Having reached this conclusion as to the value of the land, we cannot admit that the profits which the plaintiffs failed to perceive from this land was, as claimed, P200 per month. These lands, at the rate of P0.04 per square meter, would be worth P520 and the indemnity of P200 per month, which the plaintiffs claim, would clearly be disproportionate. We have no other data by which to determine the exact quantity of the damages suffered by the plaintiffs, but we believe that the same would be justly appraised at the rate of 6 per cent annual interest on the value of the land.
As to the 40,000 fish which, according to the plaintiffs, escaped from the fishery, neither is there sufficient proof. Although it is true that part of the old wall caved in, the evidence is not clear as to the loss of the fish. There is evidence to show that when the wall caved in, the old wall existed and the passage-way, where, it is said, fish passed into the sea, was closed with a wooden board, according to the plaintiffs' own witnesses.
Another error which the appellants impute to the lower court is that it did not permit them to provide what it would cost to dig up the higher part of the fishery until it bottom should be at a level with the remaining part. The idea of the appellants seems to be that, by virtue of the action instituted in this case, they are entitled to recover of the defendants, as damages, the value of this work which the latter agreed but failed to perform.
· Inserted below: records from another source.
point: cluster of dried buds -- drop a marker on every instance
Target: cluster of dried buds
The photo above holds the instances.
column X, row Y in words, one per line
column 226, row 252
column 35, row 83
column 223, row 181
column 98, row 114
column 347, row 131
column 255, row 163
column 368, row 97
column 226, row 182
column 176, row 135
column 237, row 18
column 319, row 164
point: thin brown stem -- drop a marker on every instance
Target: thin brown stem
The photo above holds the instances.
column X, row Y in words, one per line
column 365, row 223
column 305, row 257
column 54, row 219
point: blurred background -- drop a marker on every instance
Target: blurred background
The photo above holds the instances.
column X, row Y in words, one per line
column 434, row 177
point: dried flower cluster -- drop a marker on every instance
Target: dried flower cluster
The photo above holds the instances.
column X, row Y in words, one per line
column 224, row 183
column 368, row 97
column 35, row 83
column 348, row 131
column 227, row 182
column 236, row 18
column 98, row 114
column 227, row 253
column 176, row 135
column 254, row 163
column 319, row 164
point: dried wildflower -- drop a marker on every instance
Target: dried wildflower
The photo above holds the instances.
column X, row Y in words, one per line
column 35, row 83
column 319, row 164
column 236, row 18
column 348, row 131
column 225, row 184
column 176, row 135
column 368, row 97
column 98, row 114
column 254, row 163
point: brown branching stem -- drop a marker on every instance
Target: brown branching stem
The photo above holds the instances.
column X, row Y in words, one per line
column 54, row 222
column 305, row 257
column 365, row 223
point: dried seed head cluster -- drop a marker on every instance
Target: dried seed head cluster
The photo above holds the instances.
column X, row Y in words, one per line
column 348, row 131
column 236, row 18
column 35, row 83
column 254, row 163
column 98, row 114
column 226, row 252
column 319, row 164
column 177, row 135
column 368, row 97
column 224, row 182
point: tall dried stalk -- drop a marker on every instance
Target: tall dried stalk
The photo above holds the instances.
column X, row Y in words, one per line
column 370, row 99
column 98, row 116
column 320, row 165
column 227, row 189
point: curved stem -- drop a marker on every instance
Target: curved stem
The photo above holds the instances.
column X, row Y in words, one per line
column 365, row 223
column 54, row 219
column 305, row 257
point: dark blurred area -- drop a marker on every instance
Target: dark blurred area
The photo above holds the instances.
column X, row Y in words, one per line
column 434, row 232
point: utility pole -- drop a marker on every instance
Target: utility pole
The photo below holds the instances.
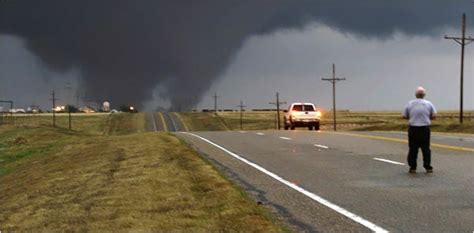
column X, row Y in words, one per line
column 333, row 80
column 241, row 106
column 215, row 103
column 54, row 107
column 69, row 88
column 277, row 104
column 463, row 41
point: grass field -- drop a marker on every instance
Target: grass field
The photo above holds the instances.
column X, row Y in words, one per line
column 346, row 120
column 108, row 175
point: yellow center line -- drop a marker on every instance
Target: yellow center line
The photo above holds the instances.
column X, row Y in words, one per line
column 163, row 122
column 182, row 122
column 458, row 148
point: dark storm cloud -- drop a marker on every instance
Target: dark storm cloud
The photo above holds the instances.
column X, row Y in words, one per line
column 126, row 48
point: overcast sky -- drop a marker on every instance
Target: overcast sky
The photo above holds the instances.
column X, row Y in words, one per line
column 381, row 74
column 162, row 54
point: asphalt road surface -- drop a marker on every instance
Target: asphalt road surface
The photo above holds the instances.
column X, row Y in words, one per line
column 349, row 181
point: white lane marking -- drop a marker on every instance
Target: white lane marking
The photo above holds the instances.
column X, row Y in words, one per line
column 313, row 196
column 389, row 161
column 321, row 146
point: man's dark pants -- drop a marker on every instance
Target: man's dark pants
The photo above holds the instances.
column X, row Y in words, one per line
column 419, row 137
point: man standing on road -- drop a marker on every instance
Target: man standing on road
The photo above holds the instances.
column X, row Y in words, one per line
column 419, row 113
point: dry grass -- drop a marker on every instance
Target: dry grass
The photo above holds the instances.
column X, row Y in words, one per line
column 82, row 181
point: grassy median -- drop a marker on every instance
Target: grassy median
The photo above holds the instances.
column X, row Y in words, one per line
column 114, row 177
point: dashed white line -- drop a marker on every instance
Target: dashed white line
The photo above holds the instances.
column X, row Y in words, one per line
column 321, row 146
column 389, row 161
column 313, row 196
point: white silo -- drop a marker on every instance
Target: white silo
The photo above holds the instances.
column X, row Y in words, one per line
column 106, row 106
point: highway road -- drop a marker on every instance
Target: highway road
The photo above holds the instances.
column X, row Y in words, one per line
column 348, row 181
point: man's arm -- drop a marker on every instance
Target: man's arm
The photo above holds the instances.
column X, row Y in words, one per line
column 433, row 113
column 405, row 114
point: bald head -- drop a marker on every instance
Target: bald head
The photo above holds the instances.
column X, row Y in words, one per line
column 420, row 93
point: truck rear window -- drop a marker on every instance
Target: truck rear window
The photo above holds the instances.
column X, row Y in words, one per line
column 305, row 108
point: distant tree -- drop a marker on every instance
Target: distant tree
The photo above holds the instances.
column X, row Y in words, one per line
column 128, row 108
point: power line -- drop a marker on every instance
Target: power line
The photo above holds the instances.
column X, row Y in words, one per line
column 463, row 41
column 241, row 106
column 333, row 80
column 277, row 104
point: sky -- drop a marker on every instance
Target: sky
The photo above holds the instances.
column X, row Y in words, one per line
column 176, row 54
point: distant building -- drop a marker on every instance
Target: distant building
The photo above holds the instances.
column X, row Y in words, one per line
column 87, row 109
column 106, row 106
We have said that for the failure of the defendants to comply with this obligation, the plaintiffs have the right to ask for its performance or to resolve the cession, with indemnity for damages, in accordance with article 1124 of the Civil Code. But these remedies granted by law are alternative. They are not cumulative, because the resolution of a contract and its performance are incompatible with each other. Having elected the right to resolve, the plaintiff cannot, at the same time, demand the fulfillment of the obligation. If in this action the plaintiffs could recover of the defendants the cost of digging up the higher portion of the fishery, that would amount indirectly to compliance by the defendants, with the obligation. In that manner the plaintiffs would, at the same time, be availing themselves of the two remedies of resolving the obligation and exacting its fulfillment.
The indemnification which the plaintiffs are entitled to recover in this action should be limited to the damages incidental to the nonfulfillment of the obligation by the defendants and not those which the defendants would have been obliged to pay as expenses, supposing that they had complied with the obligation.
The judgment appealed from is, therefore, reversed and the defendants are sentenced to pay to the plaintiffs the sum of P520.40, which is the value of the land occupied by the provincial road of Cavite, with interest at 6 per cent per annum from September 6, 1916. The defendants are absolved from all other prayers of the complaint. No special pronouncement as to costs will be made. So ordered.
Mapa, C.J., Araullo, Street, Malcolm and Villamor, JJ., concur.